Résultat, les statistiques servant à alimenter les indicateurs pour la reddition de compte ne correspondent pas fidèlement aux interventions et actions entreprises. Cette déformation du portrait réel des pratiques peut résulter en une uniformisation des services au détriment d’une réponse aux réalités sociales diverses et aux besoins des personnes (Parazelli, 2010). Et font paraitre sous-performant tout ce qui est fait en ce qui concerne les services sociaux. Comme le soulèvent Hébert et Hurteau (2016), en cherchant à quantifier le travail des professionnels de la santé et des services sociaux (pensons ici aux travailleurs sociaux), ne perdons-nous pas de vue l’amélioration de la santé de la population?

Les informations manquantes ou exclues

Nous savons, grâce à la littérature scientifique et à l’instar des autorités de santé internationales, telles l’Organisation mondiale de la santé (OMS) ou l’Organisation de coopération et de développement économiques (OCDE) qu’agir sur les déterminants sociaux de la santé et considérer les inégalités permet d’améliorer la situation de tous, ce qui a un impact sur l’utilisation des services.

Toutefois, comme le démontre Hébert et Hurteau (2016), les indicateurs utilisés évincent la prise en considération des inégalités de santé. Les auteurs donnent en exemple les dépenses en prévention, mais qui participent à l’amélioration du système de santé par la réduction des inégalités ainsi que les actions sur les déterminants sociaux de la santé (conditions de travail et de logement, environnements, soutien social, etc.). Les actions de développement communautaire en CLSC ne seraient pas quantifiées à l’aide du cadre normatif, elles non plus, la plupart du temps. Les travaux du Groupe d’experts pour un financement axé sur le patient (2014) démontrent qu’en ce qui concerne les données cliniques colligées, plusieurs secteurs sont peu couverts ou ne le sont pas, comme les interventions de nature sociale.

Comme l’indiquent Hébert et Hurteau (2016), on accorde souvent peu d’importance à ce qui ne peut  pas être mesuré facilement. De plus, l’intensité d’une intervention n’est pas prise en considération. Force est de constater qu’aucun indicateur ne semble mesurer l’impact des interventions sur le bien-être des personnes. Les travaux de chercheurs au Québec et à l’étranger sur la personnalisation des soins pourraient être inspirants, car une série d’indicateurs est proposée (Carrier, Morin et Garon, 2012).

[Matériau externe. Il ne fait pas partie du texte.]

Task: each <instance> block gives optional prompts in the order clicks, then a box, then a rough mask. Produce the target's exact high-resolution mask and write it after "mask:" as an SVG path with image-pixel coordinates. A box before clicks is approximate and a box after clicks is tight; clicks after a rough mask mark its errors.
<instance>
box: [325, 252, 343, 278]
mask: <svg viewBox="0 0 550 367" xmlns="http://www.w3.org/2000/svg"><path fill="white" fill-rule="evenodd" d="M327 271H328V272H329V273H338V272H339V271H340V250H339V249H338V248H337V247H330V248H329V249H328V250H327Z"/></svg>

Enfin, le résultat d’un ou de plusieurs indicateurs ne dit pas grand-chose s’il n’est pas mis en contexte. Il faut au départ documenter et comprendre les processus qui génèrent les données servant à produire les indicateurs et dans un deuxième temps, faire une analyse des liens possibles pour mieux saisir, expliquer ou orienter les travaux. En terminant, rappelons qu’il faut tenir compte des limites des indicateurs utilisés actuellement, plus précisément lorsqu’il est question des travaux gouvernementaux liés au financement à l’activité.